I'm generating some variables in R.
One variable: X is normally distributed with mean 0 and variance 1 Second variable: V is normally distributed with mean 0 and variance 1
Third: I'm defining a new variable Z = X + V
I know that the correlation coefficient between X and Z is 1. But, what is the covariance between X and Z? Someone told me that it should be 1 but I don't understand how.
On
We know co-variance is defined as
$$\mathbb{E}[(\mathbf{X} - \mathbb{E}[\mathbf{X}])(\mathbf{Z} - \mathbb{E}[\mathbf{Z}])]$$
Which in general is equal to
$$\mathbb{E}[\mathbf{XZ}]-\mathbb{E}[\mathbf{X}]\mathbb{E}[\mathbf{Z}]$$
By linearity of expectation we know that $\mathbb{E}[\mathbf{Z}] = 0$
So we are left to calculate $\mathbb{E}[\mathbf{XZ}]$ or $\mathbb{E}[\mathbf{X^2}]+\mathbb{E}[\mathbf{XY}]$. By linearity of expectation we get $\mathbb{E}[\mathbf{X}^2]$.

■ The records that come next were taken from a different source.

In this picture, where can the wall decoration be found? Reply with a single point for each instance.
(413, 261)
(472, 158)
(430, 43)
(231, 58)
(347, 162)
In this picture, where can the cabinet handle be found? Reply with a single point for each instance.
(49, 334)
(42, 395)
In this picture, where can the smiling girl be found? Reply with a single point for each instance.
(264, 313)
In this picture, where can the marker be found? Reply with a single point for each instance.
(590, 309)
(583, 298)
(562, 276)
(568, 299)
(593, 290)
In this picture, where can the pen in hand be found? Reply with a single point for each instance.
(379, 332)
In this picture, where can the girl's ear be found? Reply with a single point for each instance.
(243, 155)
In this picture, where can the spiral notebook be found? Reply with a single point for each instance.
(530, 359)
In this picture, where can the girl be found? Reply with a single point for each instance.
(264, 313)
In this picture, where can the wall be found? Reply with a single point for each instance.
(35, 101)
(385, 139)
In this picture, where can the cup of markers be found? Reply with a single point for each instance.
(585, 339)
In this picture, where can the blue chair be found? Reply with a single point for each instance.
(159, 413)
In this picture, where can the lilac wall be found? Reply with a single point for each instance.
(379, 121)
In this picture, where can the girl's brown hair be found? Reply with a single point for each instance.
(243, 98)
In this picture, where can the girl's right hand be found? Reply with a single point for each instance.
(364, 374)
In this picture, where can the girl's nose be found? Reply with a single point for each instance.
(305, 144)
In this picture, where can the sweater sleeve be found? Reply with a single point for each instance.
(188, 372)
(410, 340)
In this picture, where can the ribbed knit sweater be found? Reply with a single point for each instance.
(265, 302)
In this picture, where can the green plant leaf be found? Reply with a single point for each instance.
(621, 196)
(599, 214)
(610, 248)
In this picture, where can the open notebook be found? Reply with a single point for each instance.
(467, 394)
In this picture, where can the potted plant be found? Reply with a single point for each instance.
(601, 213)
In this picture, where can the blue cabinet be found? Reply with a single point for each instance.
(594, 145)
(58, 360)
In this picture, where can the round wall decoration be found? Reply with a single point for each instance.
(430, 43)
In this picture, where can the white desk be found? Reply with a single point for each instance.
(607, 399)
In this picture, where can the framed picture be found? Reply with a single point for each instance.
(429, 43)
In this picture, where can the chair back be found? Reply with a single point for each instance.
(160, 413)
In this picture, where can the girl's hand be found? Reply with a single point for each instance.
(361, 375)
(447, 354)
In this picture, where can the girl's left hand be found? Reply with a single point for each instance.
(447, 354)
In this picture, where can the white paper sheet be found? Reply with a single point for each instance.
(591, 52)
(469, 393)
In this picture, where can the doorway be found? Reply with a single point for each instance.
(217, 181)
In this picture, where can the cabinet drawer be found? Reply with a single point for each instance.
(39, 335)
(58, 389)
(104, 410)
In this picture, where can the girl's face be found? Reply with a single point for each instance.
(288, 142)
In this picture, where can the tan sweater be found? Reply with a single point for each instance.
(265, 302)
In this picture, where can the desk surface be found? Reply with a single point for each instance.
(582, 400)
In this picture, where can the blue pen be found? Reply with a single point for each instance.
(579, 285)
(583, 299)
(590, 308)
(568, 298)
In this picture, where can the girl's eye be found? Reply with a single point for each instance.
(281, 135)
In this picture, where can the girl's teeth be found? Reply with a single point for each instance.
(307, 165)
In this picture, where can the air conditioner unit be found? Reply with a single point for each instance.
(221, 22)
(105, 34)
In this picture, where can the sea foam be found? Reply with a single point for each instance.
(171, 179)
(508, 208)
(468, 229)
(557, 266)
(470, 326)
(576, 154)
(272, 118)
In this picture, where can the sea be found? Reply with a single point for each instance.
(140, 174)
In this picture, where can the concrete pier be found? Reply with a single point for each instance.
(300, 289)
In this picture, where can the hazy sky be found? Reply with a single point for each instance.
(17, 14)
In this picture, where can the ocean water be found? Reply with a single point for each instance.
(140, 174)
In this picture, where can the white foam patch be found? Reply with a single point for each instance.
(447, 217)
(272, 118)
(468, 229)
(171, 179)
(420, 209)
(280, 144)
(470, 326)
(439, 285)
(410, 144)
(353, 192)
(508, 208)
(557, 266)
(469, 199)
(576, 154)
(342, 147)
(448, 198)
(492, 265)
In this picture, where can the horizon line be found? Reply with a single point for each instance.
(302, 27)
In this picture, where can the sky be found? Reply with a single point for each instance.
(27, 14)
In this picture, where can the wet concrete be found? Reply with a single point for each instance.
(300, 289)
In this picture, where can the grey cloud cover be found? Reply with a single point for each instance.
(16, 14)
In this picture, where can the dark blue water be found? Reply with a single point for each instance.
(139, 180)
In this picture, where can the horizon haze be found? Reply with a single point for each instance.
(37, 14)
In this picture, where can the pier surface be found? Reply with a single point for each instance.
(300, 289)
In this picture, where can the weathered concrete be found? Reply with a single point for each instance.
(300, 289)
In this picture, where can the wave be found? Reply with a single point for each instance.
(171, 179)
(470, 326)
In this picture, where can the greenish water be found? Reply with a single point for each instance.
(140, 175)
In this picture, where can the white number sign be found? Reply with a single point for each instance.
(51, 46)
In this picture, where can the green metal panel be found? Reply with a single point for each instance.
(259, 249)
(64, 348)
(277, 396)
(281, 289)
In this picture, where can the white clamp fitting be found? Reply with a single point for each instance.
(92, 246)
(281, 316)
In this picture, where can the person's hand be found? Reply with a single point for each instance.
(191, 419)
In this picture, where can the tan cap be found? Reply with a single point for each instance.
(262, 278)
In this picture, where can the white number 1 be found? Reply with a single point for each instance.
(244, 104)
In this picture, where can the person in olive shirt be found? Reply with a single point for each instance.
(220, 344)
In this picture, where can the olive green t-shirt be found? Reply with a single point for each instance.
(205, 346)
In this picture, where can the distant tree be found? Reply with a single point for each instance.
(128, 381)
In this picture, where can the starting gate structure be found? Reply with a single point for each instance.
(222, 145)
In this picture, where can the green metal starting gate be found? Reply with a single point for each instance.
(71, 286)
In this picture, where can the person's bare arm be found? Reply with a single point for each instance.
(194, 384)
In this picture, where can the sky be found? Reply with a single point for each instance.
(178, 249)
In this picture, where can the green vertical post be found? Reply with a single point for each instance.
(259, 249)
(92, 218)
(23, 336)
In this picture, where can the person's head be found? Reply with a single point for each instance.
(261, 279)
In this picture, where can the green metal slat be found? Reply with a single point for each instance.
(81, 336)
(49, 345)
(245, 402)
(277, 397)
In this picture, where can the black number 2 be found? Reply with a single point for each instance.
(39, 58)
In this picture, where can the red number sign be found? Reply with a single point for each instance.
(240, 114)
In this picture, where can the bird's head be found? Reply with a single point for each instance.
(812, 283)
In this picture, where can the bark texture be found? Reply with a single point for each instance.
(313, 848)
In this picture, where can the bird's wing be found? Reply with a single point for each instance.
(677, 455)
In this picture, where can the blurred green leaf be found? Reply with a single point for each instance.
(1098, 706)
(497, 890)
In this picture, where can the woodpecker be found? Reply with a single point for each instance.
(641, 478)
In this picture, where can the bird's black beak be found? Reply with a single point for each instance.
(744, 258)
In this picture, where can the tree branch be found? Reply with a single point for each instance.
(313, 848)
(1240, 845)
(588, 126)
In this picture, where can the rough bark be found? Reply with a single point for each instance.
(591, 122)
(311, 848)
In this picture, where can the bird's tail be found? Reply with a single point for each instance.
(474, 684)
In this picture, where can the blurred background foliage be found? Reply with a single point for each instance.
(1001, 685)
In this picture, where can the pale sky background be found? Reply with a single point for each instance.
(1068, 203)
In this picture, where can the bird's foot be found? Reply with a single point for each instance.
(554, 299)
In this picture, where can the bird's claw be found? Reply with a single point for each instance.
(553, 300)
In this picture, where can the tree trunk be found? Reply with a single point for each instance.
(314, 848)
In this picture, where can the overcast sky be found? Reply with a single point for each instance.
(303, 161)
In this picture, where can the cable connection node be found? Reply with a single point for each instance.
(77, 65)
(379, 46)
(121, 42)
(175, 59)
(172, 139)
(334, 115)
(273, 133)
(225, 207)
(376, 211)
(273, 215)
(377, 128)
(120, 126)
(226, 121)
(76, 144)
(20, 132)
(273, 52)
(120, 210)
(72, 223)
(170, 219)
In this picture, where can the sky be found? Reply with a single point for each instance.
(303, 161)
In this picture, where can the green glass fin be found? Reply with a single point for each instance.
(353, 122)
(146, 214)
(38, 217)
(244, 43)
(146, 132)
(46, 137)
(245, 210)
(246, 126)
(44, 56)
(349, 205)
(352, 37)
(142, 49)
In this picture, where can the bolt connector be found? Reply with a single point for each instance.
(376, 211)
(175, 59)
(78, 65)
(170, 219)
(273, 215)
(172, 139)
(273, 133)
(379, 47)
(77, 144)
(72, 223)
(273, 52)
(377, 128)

$$ \mathbb{E}[\mathbf{X}^2] = \int\limits_{\mathbb{R}} \frac{x^2}{\sqrt{2\pi}}e^{-\frac{1}{2}x^2}dx$$
Using the Poisson trick we get
$$ \begin{align} \left(\int\limits_{\mathbb{R}} \frac{x^2}{\sqrt{2\pi}}e^{-\frac{1}{2}x^2}d\mu\right)^2 &= \frac{1}{2\pi}\int\limits_{\mathbb{R}} \int\limits_{\mathbb{R}}(xy)^2 e^{-\frac{1}{2}(x^2 + y^2)} dxdy\\ &= \frac{1}{\pi}\int\limits_{[0,2\pi]}\int\limits_{\mathbb{R}_{\geq 0}} r^5\sin^2(\theta)\cos^2(\theta) e^{-\frac{1}{2}r^2} drd\theta \\ &=\frac{1}{\pi}\int\limits_{[0,2\pi]}\sin^2(\theta)\cos^2(\theta)\int\limits_{\mathbb{R}_{\geq 0}} r^5 e^{-\frac{1}{2}r^2} drd\theta \\ &=\frac{1}{4\pi}\int\limits_{[0,2\pi]}\sin^2(2\theta)\int\limits_{\mathbb{R}_{\geq 0}} r^5 e^{-\frac{1}{2}r^2} drd\theta \\ &=\frac{1}{\pi}\int\limits_{[0,2\pi]}\sin^2(2\theta)\int\limits_{\mathbb{R}_{\leq 0}} u^2 e^{u} du d\theta \\ &=\frac{1}{\pi}\int\limits_{[0,2\pi]}\sin^2(2\theta)\left( \left[ u^2e^u\right]_{-\infty}^0 - \int\limits_{\mathbb{R}_{\leq 0}} u e^{u} du \right) d\theta \\ &=\frac{1}{\pi}\int\limits_{[0,2\pi]}\sin^2(2\theta)\left( \left[ u^2e^u\right]_{-\infty}^0 - \left[ ue^u\right]_{-\infty}^0 + \int\limits_{\mathbb{R}_{\leq 0}} e^{u} du \right) d\theta \\ &=\frac{1}{\pi}\int\limits_{[0,2\pi]}\sin^2(2\theta)\left( \left[ u^2e^u\right]_{-\infty}^0 - \left[ ue^u\right]_{-\infty}^0 + \left[e^{u} \right]_{-\infty}^0 \right) d\theta \\ &=\frac{1}{\pi}\int\limits_{[0,2\pi]}\sin^2(2\theta)\left( 0 + 0 + 1\right) d\theta \\ &=\frac{1}{\pi}\int\limits_{[0,2\pi]}\frac{1}{2} (1 - \cos(4 \theta))d\theta \\ &=\frac{1}{\pi}\left( \pi -\int\limits_{[0,2\pi]}\frac{1}{2} \cos(4 \theta)d\theta \right)\\ &=\frac{1}{\pi}\left( \pi -[\frac{1}{4}sin(4\theta)]_0^{2\pi}\right)\\ &=1\\ \end{align}$$
Taking the square root we get $1$.
The more simple, general, and clever way to do this is simply by the bilinarity of co-variance. Namely, $$\mathbf{COV}(X, X+Y) = \mathbf{COV}(X, X) + \mathbf{COV}(X, Y) = 1 + 0 = 1$$
Assuming that $X$ and $V$ are independent we have $Cov(X,Z)=EXZ-EXEZ=E(X(X+V))=EX^{2}-EXEV=1$.